Chapter XXX. After-Dinner And Other Occasional Speaking
The perception of the ludicrous is a pledge of sanity.
- Ralph Waldo Emerson, Essays.
And let him be sure to leave other men their turns to speak. - Francis Bacon, Essay on Civil and Moral Discourse,
Perhaps the most brilliant, and certainly the most entertaining, of all speeches are those delivered on after-dinner and other special occasions. The air of well-fed content in the former, and of expectancy well primed in the latter, furnishes an audience which, though not readily won, is prepared for the best, while the speaker himself is pretty sure to have been chosen for his gifts of oratory.
The first essential of good occasional speaking is to study the occasion. Precisely what is the object of the meeting? How important is the occasion to the audience? How large will the audience be? What sort of people are they? How large is the auditorium? Who selects the speakers' themes? Who else is to speak? What are they to speak about? Precisely how long am I to speak? Who speaks before I do and who follows?

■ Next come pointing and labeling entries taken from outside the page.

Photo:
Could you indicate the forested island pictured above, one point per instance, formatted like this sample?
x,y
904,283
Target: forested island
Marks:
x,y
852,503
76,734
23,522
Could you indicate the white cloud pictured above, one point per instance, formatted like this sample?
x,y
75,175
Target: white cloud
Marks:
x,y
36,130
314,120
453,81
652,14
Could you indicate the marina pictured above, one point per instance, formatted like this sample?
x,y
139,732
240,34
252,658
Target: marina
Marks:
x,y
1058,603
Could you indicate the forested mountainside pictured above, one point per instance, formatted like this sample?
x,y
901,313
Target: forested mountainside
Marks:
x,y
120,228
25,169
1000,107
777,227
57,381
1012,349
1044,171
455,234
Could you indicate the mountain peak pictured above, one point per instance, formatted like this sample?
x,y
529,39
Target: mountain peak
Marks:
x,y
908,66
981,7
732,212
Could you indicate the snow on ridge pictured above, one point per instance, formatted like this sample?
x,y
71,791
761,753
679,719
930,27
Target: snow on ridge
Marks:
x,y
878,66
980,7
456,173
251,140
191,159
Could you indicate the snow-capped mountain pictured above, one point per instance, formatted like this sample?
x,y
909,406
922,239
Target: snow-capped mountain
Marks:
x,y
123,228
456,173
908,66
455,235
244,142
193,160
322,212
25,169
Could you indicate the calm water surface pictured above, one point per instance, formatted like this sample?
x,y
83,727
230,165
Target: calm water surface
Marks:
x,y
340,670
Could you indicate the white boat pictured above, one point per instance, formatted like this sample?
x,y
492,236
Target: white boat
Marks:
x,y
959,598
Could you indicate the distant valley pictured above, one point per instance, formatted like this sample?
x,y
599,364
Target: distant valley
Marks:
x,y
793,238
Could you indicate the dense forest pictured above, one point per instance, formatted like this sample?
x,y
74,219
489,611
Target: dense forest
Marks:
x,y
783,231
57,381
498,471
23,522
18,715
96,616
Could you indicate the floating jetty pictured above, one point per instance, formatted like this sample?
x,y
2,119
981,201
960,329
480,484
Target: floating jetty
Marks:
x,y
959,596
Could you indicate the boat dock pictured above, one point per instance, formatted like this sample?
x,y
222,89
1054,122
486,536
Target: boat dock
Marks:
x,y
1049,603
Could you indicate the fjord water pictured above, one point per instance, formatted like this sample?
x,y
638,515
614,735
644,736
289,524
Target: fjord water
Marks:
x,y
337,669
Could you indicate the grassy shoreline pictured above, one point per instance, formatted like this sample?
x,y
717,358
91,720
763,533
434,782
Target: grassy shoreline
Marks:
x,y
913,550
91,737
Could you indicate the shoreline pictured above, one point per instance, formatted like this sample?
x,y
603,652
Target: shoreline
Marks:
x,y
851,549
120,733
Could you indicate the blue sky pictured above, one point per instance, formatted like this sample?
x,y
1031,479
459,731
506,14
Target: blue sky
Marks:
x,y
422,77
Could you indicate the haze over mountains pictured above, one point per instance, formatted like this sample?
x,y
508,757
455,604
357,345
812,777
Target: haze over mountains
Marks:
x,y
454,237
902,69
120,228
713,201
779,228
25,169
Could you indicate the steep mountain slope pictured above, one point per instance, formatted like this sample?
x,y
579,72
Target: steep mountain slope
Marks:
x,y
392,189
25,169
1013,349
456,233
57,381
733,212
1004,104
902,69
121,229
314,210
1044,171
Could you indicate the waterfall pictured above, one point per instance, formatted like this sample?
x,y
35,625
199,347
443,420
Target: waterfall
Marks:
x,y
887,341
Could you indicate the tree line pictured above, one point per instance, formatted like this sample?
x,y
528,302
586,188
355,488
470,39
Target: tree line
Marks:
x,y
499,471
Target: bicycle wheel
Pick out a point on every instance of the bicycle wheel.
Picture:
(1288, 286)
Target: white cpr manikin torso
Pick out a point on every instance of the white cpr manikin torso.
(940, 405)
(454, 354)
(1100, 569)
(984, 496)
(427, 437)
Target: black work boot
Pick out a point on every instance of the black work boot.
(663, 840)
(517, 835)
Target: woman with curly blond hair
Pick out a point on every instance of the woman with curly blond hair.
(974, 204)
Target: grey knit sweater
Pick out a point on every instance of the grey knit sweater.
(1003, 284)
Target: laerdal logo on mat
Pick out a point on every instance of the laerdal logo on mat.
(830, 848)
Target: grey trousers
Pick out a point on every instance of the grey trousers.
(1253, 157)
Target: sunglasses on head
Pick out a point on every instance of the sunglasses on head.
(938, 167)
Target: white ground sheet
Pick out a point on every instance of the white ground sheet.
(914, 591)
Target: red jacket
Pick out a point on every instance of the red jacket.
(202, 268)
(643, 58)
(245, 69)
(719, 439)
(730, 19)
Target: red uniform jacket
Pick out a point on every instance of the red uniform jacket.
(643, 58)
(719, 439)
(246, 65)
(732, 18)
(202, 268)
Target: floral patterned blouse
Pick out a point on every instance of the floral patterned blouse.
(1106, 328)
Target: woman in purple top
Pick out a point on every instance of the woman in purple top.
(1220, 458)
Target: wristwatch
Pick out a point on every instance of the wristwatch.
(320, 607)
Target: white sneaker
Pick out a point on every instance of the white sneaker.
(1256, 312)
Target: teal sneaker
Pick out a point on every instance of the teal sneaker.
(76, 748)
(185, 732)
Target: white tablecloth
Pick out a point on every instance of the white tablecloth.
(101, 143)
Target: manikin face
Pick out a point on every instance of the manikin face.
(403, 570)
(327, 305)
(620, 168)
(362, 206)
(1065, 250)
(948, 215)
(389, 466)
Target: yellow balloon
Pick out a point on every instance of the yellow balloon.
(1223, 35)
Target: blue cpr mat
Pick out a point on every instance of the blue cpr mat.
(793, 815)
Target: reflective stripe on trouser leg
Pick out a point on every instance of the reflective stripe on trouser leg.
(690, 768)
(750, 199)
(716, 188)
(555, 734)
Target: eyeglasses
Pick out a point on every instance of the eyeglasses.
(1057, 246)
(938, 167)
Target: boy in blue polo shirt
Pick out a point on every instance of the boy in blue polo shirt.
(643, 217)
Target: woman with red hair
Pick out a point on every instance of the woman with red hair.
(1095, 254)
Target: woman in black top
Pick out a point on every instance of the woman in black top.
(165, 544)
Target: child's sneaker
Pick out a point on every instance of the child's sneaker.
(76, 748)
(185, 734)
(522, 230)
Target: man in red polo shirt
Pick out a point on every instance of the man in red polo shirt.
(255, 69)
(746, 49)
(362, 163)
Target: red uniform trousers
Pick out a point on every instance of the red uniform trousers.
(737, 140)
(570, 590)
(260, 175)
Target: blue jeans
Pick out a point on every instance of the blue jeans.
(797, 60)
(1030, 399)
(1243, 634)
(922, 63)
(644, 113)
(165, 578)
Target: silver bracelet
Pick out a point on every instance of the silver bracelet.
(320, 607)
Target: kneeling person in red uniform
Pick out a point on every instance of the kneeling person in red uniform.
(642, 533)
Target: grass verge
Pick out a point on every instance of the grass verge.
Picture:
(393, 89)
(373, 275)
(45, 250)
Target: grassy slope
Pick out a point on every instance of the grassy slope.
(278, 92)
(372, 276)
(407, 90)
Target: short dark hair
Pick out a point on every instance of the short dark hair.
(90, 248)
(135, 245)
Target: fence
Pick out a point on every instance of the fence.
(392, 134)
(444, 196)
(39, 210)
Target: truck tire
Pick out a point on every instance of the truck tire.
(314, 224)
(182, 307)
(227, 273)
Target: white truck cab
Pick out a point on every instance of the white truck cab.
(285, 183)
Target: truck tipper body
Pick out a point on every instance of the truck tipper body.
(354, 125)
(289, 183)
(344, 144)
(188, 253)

If you want to hit the nail on the head ask such questions as these.1 No occasional address can succeed unless it fits the occasion to a T. Many prominent men have lost prestige because they were too careless or too. busy or too self-confident to respect the occasion and the audience by learning the exact conditions under which they were to speak. Leaving too much to the moment is taking a long chance and generally means a less effective speech, if not a failure.
1 See also page 205.
Suitability is the big thing in an occasional speech. When Mark Twain addressed the Army of the Tennessee in reunion at Chicago, in 1877, he responded to the toast, "The Babies." Two things in that after-dinner speech are remarkable: the bright introduction, by which he subtly claimed the interest of all, and the humorous use of military terms throughout:
Mr. Chairman and Gentlemen: "The Babies." Now, that's something like. We haven't all had the good fortune to be ladies; we have not all been generals, or poets, or statesmen; but when the toast works down to the babies, we stand on common ground - for we've all been babies. It is a shame that for a thousand years the world's banquets have utterly ignored the baby, as if he didn't amount to anything! If you, gentlemen, will stop and think a minute - if you will go back fifty or a hundred years, to your early married life, and recontemplate your first baby - you will remember that he amounted to a good deal - and even something over.
"As a vessel is known by the sound, whether it be cracked or not," said Demosthenes, "so men are proved by their speeches whether they be wise or foolish." Surely the occasional address furnishes a severe test of a speaker's wisdom. To be trivial on a serious occasion, to be funereal at a banquet, to be long-winded ever - these are the marks of non-sense. Some imprudent souls seem to select the most friendly of after-dinner occasions for the explosion of a bomb-shell of dispute. Around the dinner table it is the custom of even political enemies to bury their hatchets anywhere rather than in some convenient skull. It is the height of bad taste to raise questions that in hours consecrated to good-will can only irritate.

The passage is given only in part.